Hi Miturian!
I think you’re trying to say something slightly different, so let me
rephrase it:
x
is a batchSize-2 “input” to the “model”; w
is the (scalar) weight
that defines this very simple “model”.
Yes.
Yes, but I think it’s more helpful to think of this as a “tensor” chain
rule, rather than a chain rule broken down into scalar pieces.
Thus:
dL / dw = sum_i { dL / dy_i * dy_i / dw }
,
where sum_i {... * ...}
is a tensor contraction.
That is:
>>> import torch
>>> torch.__version__
'1.9.0'
>>>
>>> w = torch.tensor ([2.], requires_grad = True) # "requires_grad = True" leaf tensor
>>> x = torch.tensor ([1., 2.]) # "requires_grad = False" leaf tensor
>>> y = torch.mul (x, w) # non-leaf tensor (same as x * w)
>>> L = y.mean() # root (non-leaf) final result
>>>
>>> y.retain_grad() # so we can examine y.grad
>>> L.retain_grad() # so we can examine L.grad
>>>
>>> w
tensor([2.], requires_grad=True)
>>> x
tensor([1., 2.])
>>> y
tensor([2., 4.], grad_fn=<MulBackward0>)
>>> L
tensor(3., grad_fn=<MeanBackward0>)
>>>
>>> L.backward (retain_graph = True)
>>>
>>> L.grad # unit "seed" to start chain rule
tensor(1.)
>>> y.grad # [dL / dy_0, dL / dy_1]
tensor([0.5000, 0.5000])
>>> x.grad # None, because x is a leaf with requires_grad = False
>>> w.grad # [dL / dw] = sum_i {dL / dy_i * dy_i / dw}
tensor([1.5000])
If I understand you correctly that “these factors” are things like dy_i / dw
,
then, no, they’re are not stored in the graph, waiting for .backward()
to
be called.
Instead, when y = x * w
is called (in the “forward pass”), only the fact
that *
(torch.mul()
) was called is stored – by using a MulBackward0
object – together with any torch.mul()
-specific context that mul()
's
companion backward()
function will need to calculate dy_i / dw
at
the time that the backward pass is run.
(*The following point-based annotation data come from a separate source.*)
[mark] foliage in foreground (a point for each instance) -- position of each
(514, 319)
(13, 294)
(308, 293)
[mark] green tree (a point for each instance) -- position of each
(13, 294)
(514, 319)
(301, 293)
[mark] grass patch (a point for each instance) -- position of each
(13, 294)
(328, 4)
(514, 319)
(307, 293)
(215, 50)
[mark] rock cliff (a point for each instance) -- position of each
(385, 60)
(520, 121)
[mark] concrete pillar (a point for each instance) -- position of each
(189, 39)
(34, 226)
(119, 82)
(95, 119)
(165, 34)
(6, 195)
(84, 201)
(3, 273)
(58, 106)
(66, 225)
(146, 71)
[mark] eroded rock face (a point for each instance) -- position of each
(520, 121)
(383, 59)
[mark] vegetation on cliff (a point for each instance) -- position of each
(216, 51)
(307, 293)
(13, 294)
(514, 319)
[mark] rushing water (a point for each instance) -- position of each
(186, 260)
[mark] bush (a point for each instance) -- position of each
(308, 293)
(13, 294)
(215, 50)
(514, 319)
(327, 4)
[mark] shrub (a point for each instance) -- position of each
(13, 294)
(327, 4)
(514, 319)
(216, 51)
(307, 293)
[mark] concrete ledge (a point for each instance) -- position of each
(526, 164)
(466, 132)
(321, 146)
To emphasize, dy_i / dw
is
neither computed nor stored during the forward pass (but information
sufficient to compute it during the backward pass is stored).
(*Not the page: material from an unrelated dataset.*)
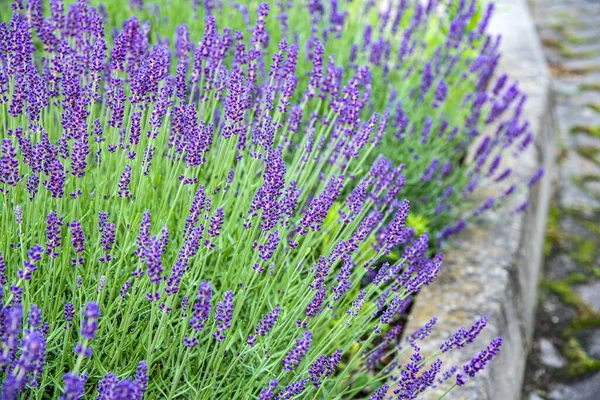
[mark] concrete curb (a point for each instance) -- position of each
(493, 268)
I prefer to say that y = x * w
creates a single arm, but that the arm in
question is a “tensor arm.” This is not purely semantic, in that autograd
stores a single “tensor arm” for this operations, rather than two separate
“scalar arms.”
Just to be clear, the graph only contains those computations that
lead back to a requires_grad = True
leaf tensor. It doesn’t
waste time or storage on computations that lead back solely to
requires_grad = False
leaf tensors.
If by this you mean that a lot of scalar computations are “linked to
the same variables” because those scalar computations are part
of the same tensor computation, the graph, in a sense, contains
all of those scalar computations, but in an efficient way, because
those scalar computations are packaged together as a single tensor
operation.
If by “symmetries” you mean that the several (in this example, two)
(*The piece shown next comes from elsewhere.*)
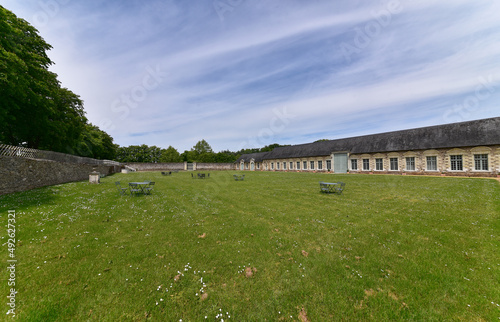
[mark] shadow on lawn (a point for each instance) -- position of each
(26, 199)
scalar operations are related to one another because they are part
of the same tensor operation, then, yes, autograd takes advantage
of this structure – and does so, as described above, by storing these
several scalar operations together as a single tensor operation.
I don’t know how to, but I think I’ve seen posts that talk about probing
the details of the graph. (I would have to imaging that the pytorch api
supports this, even if it isn’t well-documented or a part of what we
think of as the “public-facing” api, but, again, I don’t know how to do it.)
Best.
K. Frank